How tight should I make mesh heads on my electronic drum set? This is a really common question mostly asked by concerned novice drummers who are fearful of damaging their gear. This fear is very justified, since over-tightening and under-tightening can both be detrimental in different ways. That being said, there is a wide range of safe mesh tensions that will work.
If you are wondering how tight to make your mesh heads, this post can help. I will explain the dangers of overly tight or overly loose heads and how to find the sweet spot that is perfect for you and your playing style. Remember, although mesh heads are designed to emulate acoustic drum heads in some ways, they are still a different product and must be treated with knowledge and respect.

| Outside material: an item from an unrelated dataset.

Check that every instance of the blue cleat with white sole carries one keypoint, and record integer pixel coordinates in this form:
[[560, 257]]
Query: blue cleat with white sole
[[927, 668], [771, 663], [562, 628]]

How Tight Should I Make Mesh Heads Without Breaking Them?
It is possible to over-tighten your heads and break them. Mesh is incredibly flexible and will stretch to a significant degree. However, it you continue to tighten the head too far, you may pull the mesh fabric out of the actual hoop and destroy the head. In all my years of running my drum shop, Bangkok Drum, I have only seen this once and it was done by a child who was playing on daddy’s drum kit. It is really hard to over tighten a mesh head so far as to break it, but it is possible, so be careful! The risk of this happening dramatically increases if you buy cheap mesh heads,!
Furthermore, some electronic drums have separately attached lugs instead of integrated lug screw holes in the base-plate of the pad, for example. Separate lugs on electronic drums are not typically designed for extreme tensioning either. It is possible that placing extreme tension on the head can cause the lug to break off the pad, which is worse than breaking the head itself. Once again, be careful!
Finally, super tight heads may not trigger perfectly. They might miss hits or less commonly, may double trigger some hits. This is especially true in cases where the trigger cone is not set to its optimal height in relation to the head or when the cone begins to show signs of age.
How Loose Should I Make Mesh Heads?
Ok, so super tight is not good. How about very loose? Well, this is just as bad. A very loose head will not respond well to play. It will not feel natural and will not trigger properly either. A floppy head will miss many hits, particular fast hits and soft hits. This will dramatically degrade your playing accuracy.
Overly loose heads on pads with foam trigger cones will also put the cone in extreme danger of damage from direct hits. The mesh head is designed to move a small amount during a normal hit under optimal tension. This movement translates into the cone and provides amazing trigger accuracy. When the head is too loose, the cone actually takes the impact of the hit and will crush, split and degrade quickly.
I encounter many drummers who consider themselves “acoustic purists” and talk about how they love their mesh heads so loose, for a more “acoustic feel”. These people KNOW that overly loose heads will damage their gear, yet they proceed anyway. This is not a matter of NOT knowing, but instead a matter of stubbornness and ego. I usually meet these people when they bring me several pads that require repair and I see instantly that they caused the damage through their own ignorance…
So, How Much Mesh Head Tension is Correct?
Ok, so let’s talk what is right, instead of what’s wrong… LOL. Basically, the head should be firm and have tone, but should not be cranked so far as to make it like a table top or kitchen counter. This guidance provides a huge range of effective tuning! It is really up to you to find your own sweet spot. There is no narrow range that is optimal for every drummer. Just do not make your heads floppy and toneless (or even very low tone) and do not make them super taut and extremely high toned. Anywhere in the middle will be fine in most cases.
I like my heads tighter than many drummers, since I tend to play fast music and like the extra bounce I get. I also respect my gear and do not want to break it. By keeping my heads at a relatively high tension, I never damage my cones or cause uneven wear on the head. I do not make them uncomfortably tight. I just tune my snare a bit below where I would place my acoustic snare and my toms a bit less than that. I do maintain more tension on the smaller toms than the floor toms, simply for a realistic feel, but do not keep my floor toms loose ever.
In Thailand, an expensive drum set is almost the financial equivalent of buying a house for a Thai person. Literally. If you are lucky enough to live in a developed country where a nice drum set is easily acquired, then count your blessings! I have to make my gear last and last, so I treat it like a loved one and preserve it as much as I can. I respect my art and my instrument. I recommend you do too, even if money is not such a limiting factor for you.
I hope that this post helps you to understand how much tension to add to your mesh heads. If you do it right, your heads, and therefore your drums, will last for a very, very long time.